By Nicole Hemmer
While haranguing an empty chair at the Republican National Convention, Clint Eastwood stumbled upon the central metaphor of the 2012 election. The election has been, on the whole, about people who were not there, the ones who didn’t show up and the ones who were kept away.
Though not present, these people — candidates, voters, and citizens — defined the race. Whether scapegoats or saviours, their absences shaped the field, set the issues, and moved the polls. Collectively they made 2012 an election in absentia.
This empty-chair election began not with Eastwood but with the GOP primaries. As Republicans surveyed the vast but insubstantial field of candidates, many wondered: “where is everyone?” Early 2011 polls had five different Republicans leading the field — Sarah Palin, Chris Christie, Mike Huckabee, Rudy Giuliani, and Donald Trump — none of who entered the race.

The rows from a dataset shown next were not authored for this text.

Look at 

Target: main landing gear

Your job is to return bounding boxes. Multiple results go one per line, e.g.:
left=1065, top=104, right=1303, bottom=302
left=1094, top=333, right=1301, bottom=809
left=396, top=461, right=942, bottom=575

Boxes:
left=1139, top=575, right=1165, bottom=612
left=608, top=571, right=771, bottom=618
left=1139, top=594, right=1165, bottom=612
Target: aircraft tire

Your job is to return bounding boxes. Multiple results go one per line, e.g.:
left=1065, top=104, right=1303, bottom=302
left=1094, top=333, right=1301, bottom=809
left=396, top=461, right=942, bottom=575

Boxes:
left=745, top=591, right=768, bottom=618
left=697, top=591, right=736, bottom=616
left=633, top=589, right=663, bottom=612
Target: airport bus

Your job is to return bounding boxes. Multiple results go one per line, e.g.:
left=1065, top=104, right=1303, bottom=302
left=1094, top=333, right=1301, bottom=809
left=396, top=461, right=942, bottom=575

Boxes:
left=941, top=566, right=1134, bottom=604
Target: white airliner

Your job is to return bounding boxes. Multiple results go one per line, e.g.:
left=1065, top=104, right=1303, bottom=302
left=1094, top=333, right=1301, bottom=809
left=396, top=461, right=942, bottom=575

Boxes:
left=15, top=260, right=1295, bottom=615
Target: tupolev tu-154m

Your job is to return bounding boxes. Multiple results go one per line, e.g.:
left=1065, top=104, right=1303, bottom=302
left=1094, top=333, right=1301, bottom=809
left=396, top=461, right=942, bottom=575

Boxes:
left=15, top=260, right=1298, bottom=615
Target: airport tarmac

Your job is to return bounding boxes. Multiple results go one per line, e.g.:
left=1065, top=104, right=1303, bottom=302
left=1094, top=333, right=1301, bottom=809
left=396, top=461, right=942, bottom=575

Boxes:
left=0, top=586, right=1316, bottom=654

The GOP base then cycled through every candidate in the running, from a pizza mogul to a moon-colony enthusiast to a former senator who compared gay people to paper towels. Then they returned their attention to those who weren’t there — the governors and senators and up-and-comers who failed to throw their hats in the ring: the A-team warming the bench.
Pundits and partisans spent the spring pining for a brokered convention, where one of these absent white knights would rescue the party from a Romney-shaped disaster. Once Governor Romney clinched the nomination, however, those fantasies faded. The GOP consolidated around the only viable candidate who had bothered to show up.
Meanwhile, a glaring absence triggered a fight that shaped much of the general election. In mid-February, Republican representatives convened a hearing on the Obama administration’s contraceptive coverage mandate. The GOP was hoping to launch a battle over religious freedom, an attempt to draw evangelical and conservative Catholic voters to the polls in November. But the issue quickly mutated when two Democratic representatives asked: “where are the women?”
Not only had Republicans failed to invite women to a hearing on contraceptive coverage, they turned away the women Democrats had invited. One who had been excluded: Sandra Fluke, a Georgetown law student who would come to symbolize the “war on women” after conservative radio host Rush Limbaugh slurred her as a “slut". Time and again over the course of the campaign, Republican candidates talked about contraception, abortion, even rape, in ways that made the women involved invisible. By continuing to erase women from these debates, the GOP ensured the “war on women” narrative would prove remarkably durable.
The economic debate also came to be defined by people not in the room: the 47%. In the usually quiet weeks between the conventions and debates, a tape surfaced from a fundraiser Romney held in May. Speaking to well-heeled donors, Romney assailed the sort of Americans who don’t attend $50,000-a-plate dinners: low-income citizens without a federal income tax liability. Over the soft clinking of silverware on china, Romney dismissed these absent Americans as people who would “never take personal responsibility and care for their lives".
How someone talks about the people who are not there — in this case, vilifying them as parasitic leeches on the body politic — can be revealing. For a time the voting public found it decisively so. Obama’s narrow lead widened to a comfortable five- to six-point margin over Romney.
That was, until Obama decided to use the Clint Eastwood-empty chair debate as a model. While it was entertaining to see an empty chair best the doddering movie actor, the act didn’t translate well to a presidential debate. Mitt Romney brought his A-game to a debate Barack Obama barely attended. Momentum, and the lead, quickly swung to Romney for the first time in the yearlong race. If half of winning is just showing up, Romney met that threshold and Obama didn’t.
The race has since settled to a near-tie, with Obama holding just enough of a lead in just enough of the swing states to be considered the favourite by most observers. But in a race so agonisingly close, the outcome hinges on turnout: who gets their supporters to the polls when it matters. For a campaign that has been defined by those who didn’t show up, it’s fitting that the election will come down to the voters who do.